Notes on Freedom: Part 5

Last week we talked about capitalism and its alternatives, based on the Earn a Living video series and the first part of a documentary on anarchism, both produced by ARTE, a French-German cultural/intellectual TV channel.


  • We started by discussing Universal Basic Income: from the nationwide, randomised pilot in Finland, which just completed its first year, it doesn’t appear to stimulate employment, but it does seem to make people happier, which might not be a bad outcome. See an article about it here.
  • We talked about alternative societies, including the Paris Commune and American religious utopias, and remarked that many communes, including the original kibbutzim, collapsed, and were susceptible to tyranny.
  • On the other hand, the modern kibbutz depicted in the ARTE documentary seems very easy-going: its members don’t have to work, and everyone can spend money from the common pot. Some difficulties arise, however, when from disparities in spending. They also lacked sufficient volunteers among the young to work on the agricultural land that provides the majority of the kibbutz’s revenue.
  • The general consensus was that while some of the ARTE videos were interesting, they did not represent real experiments in UBI, and therefore most did not find them compelling.
  • We discussed the notable exception in the durability of religious monastic traditions.
  • We had an animated discussion about the differences and disagreements between libertarians and anarchists. On the face of it, both movements seek freedom and as little central authority as possible. However, anarchists want no central authority at all, and prefer local, voluntary organisations, whereas modern libertarians want a minimal state that provides defence, and ensures contract law and property law. Libertarians tend to be wary of anarchists, considering them communists’ bedfellows. (Some anarchists are explicitly communist, whereas others are not.) Anarchists tend to think that libertarians are ruthless capitalists, whose commitment to economic freedom restricts the freedom of the poorest members of society.

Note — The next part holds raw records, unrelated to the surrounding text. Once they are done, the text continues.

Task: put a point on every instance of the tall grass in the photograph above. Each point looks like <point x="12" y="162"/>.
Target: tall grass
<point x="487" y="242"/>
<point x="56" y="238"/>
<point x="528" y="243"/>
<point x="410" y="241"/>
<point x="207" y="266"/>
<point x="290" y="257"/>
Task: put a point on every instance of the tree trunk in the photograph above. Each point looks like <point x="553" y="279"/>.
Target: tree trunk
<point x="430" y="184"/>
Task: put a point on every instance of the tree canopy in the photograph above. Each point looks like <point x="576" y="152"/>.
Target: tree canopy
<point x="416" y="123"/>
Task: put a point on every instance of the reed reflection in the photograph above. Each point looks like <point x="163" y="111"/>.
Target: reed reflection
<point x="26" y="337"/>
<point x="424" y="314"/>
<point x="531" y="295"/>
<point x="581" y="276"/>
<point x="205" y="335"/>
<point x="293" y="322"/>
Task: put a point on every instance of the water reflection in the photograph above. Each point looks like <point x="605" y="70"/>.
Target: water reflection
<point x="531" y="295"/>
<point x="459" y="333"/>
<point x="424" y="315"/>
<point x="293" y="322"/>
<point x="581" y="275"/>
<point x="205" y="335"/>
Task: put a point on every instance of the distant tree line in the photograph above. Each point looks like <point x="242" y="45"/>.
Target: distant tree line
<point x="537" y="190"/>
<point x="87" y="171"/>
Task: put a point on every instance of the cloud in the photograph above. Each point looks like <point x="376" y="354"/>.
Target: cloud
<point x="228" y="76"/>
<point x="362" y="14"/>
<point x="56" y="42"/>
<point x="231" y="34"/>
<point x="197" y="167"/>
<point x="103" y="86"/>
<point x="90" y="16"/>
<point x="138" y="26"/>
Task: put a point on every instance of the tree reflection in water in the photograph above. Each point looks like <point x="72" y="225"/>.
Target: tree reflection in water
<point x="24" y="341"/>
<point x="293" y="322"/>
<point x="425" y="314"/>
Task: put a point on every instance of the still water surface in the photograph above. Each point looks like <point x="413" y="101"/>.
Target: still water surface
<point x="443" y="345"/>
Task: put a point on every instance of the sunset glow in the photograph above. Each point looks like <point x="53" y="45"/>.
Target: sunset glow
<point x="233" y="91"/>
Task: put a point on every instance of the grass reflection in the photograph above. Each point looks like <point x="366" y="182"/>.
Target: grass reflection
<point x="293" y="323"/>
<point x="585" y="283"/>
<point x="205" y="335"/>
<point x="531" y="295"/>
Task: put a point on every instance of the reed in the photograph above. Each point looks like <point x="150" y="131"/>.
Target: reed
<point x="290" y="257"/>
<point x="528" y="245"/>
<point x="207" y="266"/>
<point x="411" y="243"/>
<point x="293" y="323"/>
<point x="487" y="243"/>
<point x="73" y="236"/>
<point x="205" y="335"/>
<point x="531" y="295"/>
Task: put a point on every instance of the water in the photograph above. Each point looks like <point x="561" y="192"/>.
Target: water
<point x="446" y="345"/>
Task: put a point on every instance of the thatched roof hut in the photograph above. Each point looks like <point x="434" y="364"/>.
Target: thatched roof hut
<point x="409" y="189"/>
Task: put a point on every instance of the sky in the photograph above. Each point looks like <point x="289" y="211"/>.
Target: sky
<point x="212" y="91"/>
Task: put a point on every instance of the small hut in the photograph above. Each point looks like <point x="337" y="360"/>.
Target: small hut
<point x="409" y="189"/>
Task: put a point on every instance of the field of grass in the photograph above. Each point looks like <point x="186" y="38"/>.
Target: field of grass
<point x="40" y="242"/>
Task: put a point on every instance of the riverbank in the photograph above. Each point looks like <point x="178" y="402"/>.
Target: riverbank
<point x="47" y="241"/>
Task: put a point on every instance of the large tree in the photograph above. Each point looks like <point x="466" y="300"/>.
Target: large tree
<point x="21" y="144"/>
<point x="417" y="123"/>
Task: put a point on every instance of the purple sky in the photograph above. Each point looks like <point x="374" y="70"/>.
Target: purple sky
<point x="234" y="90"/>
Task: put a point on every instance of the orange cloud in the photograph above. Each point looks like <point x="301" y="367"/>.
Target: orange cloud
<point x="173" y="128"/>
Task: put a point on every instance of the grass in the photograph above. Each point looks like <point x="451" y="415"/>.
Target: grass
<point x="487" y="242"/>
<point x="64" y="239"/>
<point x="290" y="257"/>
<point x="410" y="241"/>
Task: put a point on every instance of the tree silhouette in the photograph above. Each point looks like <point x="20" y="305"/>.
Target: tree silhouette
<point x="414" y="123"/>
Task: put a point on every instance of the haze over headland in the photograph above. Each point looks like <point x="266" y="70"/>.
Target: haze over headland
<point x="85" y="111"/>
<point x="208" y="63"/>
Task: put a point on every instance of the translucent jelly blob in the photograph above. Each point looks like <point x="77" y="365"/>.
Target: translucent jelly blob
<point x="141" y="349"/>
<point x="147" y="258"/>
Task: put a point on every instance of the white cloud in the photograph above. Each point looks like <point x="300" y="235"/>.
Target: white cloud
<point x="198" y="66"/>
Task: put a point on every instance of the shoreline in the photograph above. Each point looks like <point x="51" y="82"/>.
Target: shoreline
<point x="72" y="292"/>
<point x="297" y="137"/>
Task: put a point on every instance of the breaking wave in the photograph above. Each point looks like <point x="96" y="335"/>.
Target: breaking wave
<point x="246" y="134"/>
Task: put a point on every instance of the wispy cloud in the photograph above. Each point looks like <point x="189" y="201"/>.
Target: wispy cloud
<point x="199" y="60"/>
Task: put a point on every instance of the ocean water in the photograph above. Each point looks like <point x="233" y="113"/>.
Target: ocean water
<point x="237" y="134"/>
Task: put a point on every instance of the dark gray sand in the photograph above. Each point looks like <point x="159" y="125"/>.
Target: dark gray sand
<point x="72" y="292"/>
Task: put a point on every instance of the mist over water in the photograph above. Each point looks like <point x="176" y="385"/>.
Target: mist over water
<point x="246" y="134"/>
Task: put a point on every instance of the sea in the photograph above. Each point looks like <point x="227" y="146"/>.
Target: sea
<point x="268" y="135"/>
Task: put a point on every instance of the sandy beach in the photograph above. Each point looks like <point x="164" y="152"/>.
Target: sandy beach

  • We wondered if capitalism was really as stable and lasting an economic system as people think: “It has become easier to imagine the end of the world than the end of capitalism,” as Fischer quotes in Capitalist Realism: Is There No Alternative?. On the other hand, modern capitalism has had relatively little history compared to feudalism, for example.
  • Some of us argued that capitalism doesn’t have solutions for outcomes like climate change, excessive consumerism, and economic injustice. The constant desire to acquire new things is part of human nature, and for some of us advertising and marketing practices do little more than channel this demand, whereas for others, they create addiction, unhealthy behaviours, and unnecessary consumption. The pro-capitalists among us pointed out that addictions to alcohol or smoking existed outside of capitalism, for example in the Soviet Union. Others argued that trade is ingrained in even the most primitive societies and these self-interested tendencies result in a positive economic outcome for society overall.
  • According to its advocates, capitalism gives people broad freedom to do what they want alongside (or after retirement from) a salaried job. This includes creative pursuits, supporting a family, and other activities that might have a higher impact on the world than one’s regular profession. Furthermore, people are free to choose any career they like according to their taste and abilities. Others argued that most current jobs are not socially useful, and being forced to work does not leave sufficient mental bandwidth for alternative pursuits. Also, under capitalism, incentives are often not aligned with the usefulness of the job (they’re even inversely correlated, according to Graeber’s Bullshit Jobs).
  • We discussed dilettantes: for Schopenhauer, a dilettante (i.e., one who doesn’t need to work and has years of uninterrupted free time) thinks more clearly and produces better art because these are goals in themselves, rather than means to earn a living. Some argued that professional institutions concentrate knowledge and train people to a higher degree; others that more traditional forms apprenticeships led to a better redistribution of skill, in certain domains. Apprenticeship (in lieu of higher education) is not antithetical to capitalism, nor has it disappeared completely, but it seems to have a reputation problem at the moment.
  • Part of the social inequality observed in capitalistic societies could be due to culture: one of us knew a colleague from a poor minority background, who had to hide the fact that he was studying from his friends and family.
  • We discussed philosopher John Rawls, who proposes the minimax principle to determine the fairest society : the idea is to maximize the benefits of the least-advantaged members. One way to do it is to have people design society rules without knowing their position in it, in what Rawls calls the original position.